Voilà pour le passé.

Aujourd’hui, le protestantisme, au bout de ses progressives évolutions qui achèvent de le dégager des derniers langes de l’Évangile, non seulement n’essaie plus de définir l’Église, mais il en redoute, il en abandonne le nom ; et si parfois, à cause de l’Évangile, qui en est le soleil et dont il garde encore la lettre éteinte, il vient à le heurter, on dirait qu’il pose la main sur un fer rouge ; il se secoue les doigts. Aussi, depuis quelque temps, au lieu de parler de l’Église, qui est un fait et qui, tout aussi bien que la révélation, s’étudie comme un fait, il a recours à la métaphysique, terrain mobile des opinions humaines, où il est si difficile de poser sûrement le pied. Ce qui pour lui remplace l’Église, c’est le principe chrétien 1. Qu’est-ce que le principe chrétien ? Question indiscrète. Il est manifeste que logiquement il y aurait autant de réponses qu’il y a de degrés dans cette échelle immense que l’on appelle le protestantisme, et qui s’appuie par un bout sur les frontières du catholicisme, et s’enfonce par l’autre dans les abîmes du doute et de la négation. Il trouve plus court de ne pas répondre. Au fond, le principe chrétien n’est qu’un mot, et c’est assez pour le vulgaire, dans ce siècle où les mots vides dominent et emportent les hommes.
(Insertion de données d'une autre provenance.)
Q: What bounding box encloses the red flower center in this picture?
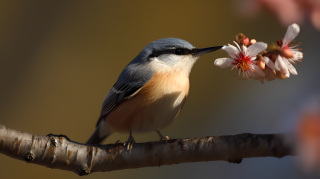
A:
[233,53,252,71]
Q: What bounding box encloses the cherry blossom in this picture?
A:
[214,42,267,79]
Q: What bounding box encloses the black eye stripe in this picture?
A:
[149,48,199,58]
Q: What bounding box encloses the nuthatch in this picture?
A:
[87,38,222,148]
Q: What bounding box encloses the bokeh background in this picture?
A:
[0,0,320,179]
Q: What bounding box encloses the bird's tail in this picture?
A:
[86,120,113,144]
Eh bien ! de ce mot, inconnue impénétrable, impossible à dégager, le protestantisme essaie de donner les caractères : prétention plus qu’étrange, car on ne caractérise pas le je ne sais quoi ; avant de rien caractériser, il faut savoir préalablement à quoi les caractères s’appliquent. C’est cependant ce que tente le protestantisme ; on peut voir cela fort au long dans M. de Gasparin.
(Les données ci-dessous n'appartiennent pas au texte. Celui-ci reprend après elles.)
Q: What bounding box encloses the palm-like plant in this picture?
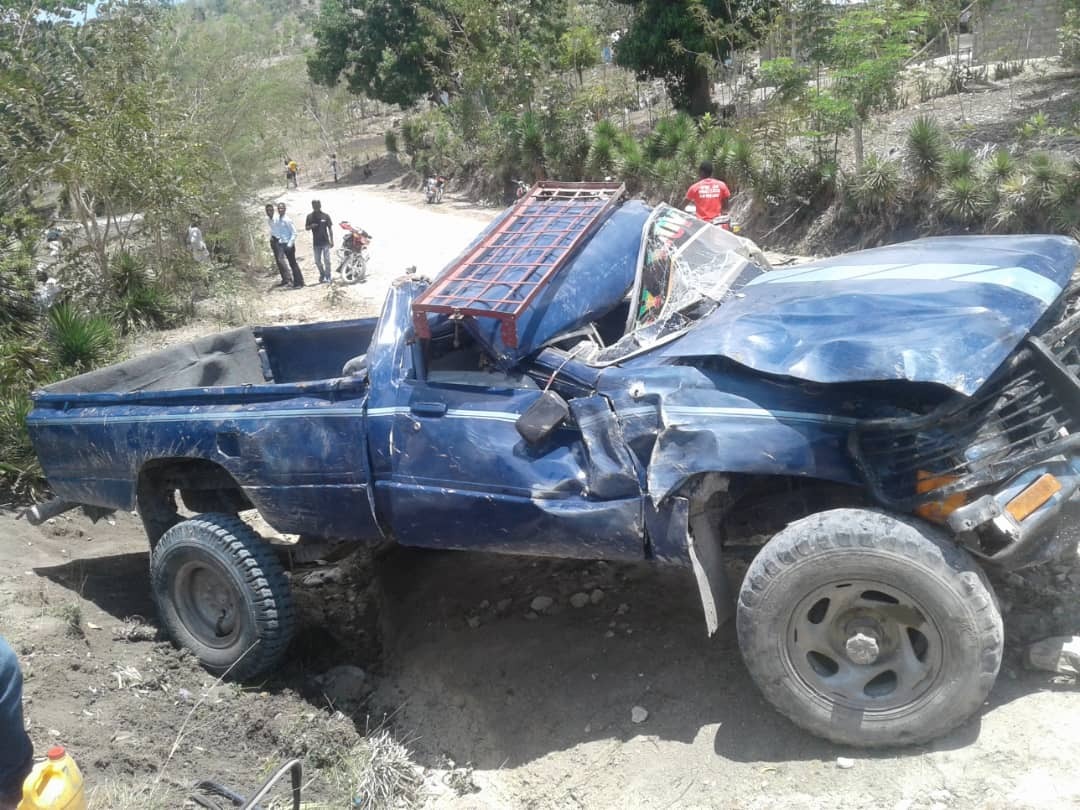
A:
[983,149,1017,184]
[725,136,758,189]
[904,116,948,189]
[937,176,989,225]
[49,301,114,372]
[851,154,903,217]
[944,147,975,180]
[990,174,1031,233]
[615,135,650,194]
Or, parmi ces caractères, il en est un que nos lecteurs n’auraient certes pas soupçonné quand il est question du principe chrétien, c’est-à-dire de quelque chose qui doit être en définitive le christianisme. Le voici exprimé aussi brièvement que possible par une plume protestante 2 : « L’un des traits distinctifs du principe chrétien, c’est la popularité. » Dix-huit siècles n’avaient pas vu cela. Je ne suis pas étonné toutefois que la génération présente ait mis la main sur cette découverte merveilleuse. Le branle des évènements contemporains n’en révèle que trop l’origine. Aussi ne me paraît-il pas inutile de regarder de près à ce caractère suspect, octroyé si habilement au principe chrétien sous le manteau du principe protestant. Il y a là-dessous l’une des plus formidables ruses de guerre qui aient jamais été pratiquées contre l’empire de la vérité.

Pour ne point discuter en l’air et ne pas nous perdre dans le brouillard, je déclare que je prends ici le principe chrétien comme synonyme du christianisme, c’est-à-dire de la religion fondée par Jésus-Christ. Or, cela entendu, raisonnons l’Évangile à la main.
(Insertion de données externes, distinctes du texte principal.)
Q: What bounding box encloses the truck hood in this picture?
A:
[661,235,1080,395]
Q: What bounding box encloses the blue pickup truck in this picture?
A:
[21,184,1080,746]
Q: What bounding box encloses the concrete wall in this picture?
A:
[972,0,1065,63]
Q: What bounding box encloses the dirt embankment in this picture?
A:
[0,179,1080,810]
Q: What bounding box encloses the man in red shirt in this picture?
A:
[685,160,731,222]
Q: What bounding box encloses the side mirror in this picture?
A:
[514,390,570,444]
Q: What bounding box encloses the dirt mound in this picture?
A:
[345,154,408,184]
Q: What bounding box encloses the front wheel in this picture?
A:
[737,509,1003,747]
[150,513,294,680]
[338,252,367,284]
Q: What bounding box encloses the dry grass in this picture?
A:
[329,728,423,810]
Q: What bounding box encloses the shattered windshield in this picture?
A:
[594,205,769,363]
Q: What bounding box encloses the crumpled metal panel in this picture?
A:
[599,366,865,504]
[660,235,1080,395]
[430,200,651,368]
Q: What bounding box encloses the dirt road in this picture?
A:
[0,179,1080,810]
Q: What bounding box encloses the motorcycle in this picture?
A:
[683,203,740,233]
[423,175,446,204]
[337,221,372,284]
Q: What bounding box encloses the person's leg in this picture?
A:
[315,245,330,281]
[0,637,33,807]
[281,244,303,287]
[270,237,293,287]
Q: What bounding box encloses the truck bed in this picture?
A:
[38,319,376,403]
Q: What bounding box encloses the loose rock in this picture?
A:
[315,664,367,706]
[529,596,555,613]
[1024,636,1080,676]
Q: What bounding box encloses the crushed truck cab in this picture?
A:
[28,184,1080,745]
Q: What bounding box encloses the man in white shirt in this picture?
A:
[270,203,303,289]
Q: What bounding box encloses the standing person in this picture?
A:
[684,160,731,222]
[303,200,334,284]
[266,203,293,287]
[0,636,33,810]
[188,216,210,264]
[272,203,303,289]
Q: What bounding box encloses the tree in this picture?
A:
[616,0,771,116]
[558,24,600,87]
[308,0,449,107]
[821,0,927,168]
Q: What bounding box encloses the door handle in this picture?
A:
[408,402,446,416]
Au premier abord, ce principe de la popularité du christianisme me paraît étrange. Est-il bien vrai que le christianisme, c’est-à-dire la doctrine de Jésus-Christ, la morale et la vie surnaturelle qui en découlent, la pratique de ces austères vertus qui contredisent la nature, qui la heurtent et la brisent dans le cœur humain et dans la conscience humaine, dans la société et dans la famille, dans toutes les tendances sensuelles, matérielles, orgueilleuses d’un monde naturellement ennemi de Dieu, est-il bien vrai que tout cela soit essentiellement populaire ? Jésus-Christ ne paraît pas l’avoir ainsi entendu, lorsqu’il assigne au contraire à l’œuvre divine qu’il viendra fonder sur la terre, comme une marque distinctive, la contradiction qu’elle rencontrera dans le monde, les inaltérables répulsions dont elle sera l’objet et la persécution inextinguiblement vivace qui s’acharnera à sa ruine ? Que l’on veuille bien consulter l’Évangile et consulter l’histoire : l’un n’est qu’une longue prophétie de cet antagonisme et l’autre son accomplissement ; l’un et l’autre établissent commue un point hors de contestation que le christianisme n’a pas dû être, qu’il n’a pas été populaire en ce monde.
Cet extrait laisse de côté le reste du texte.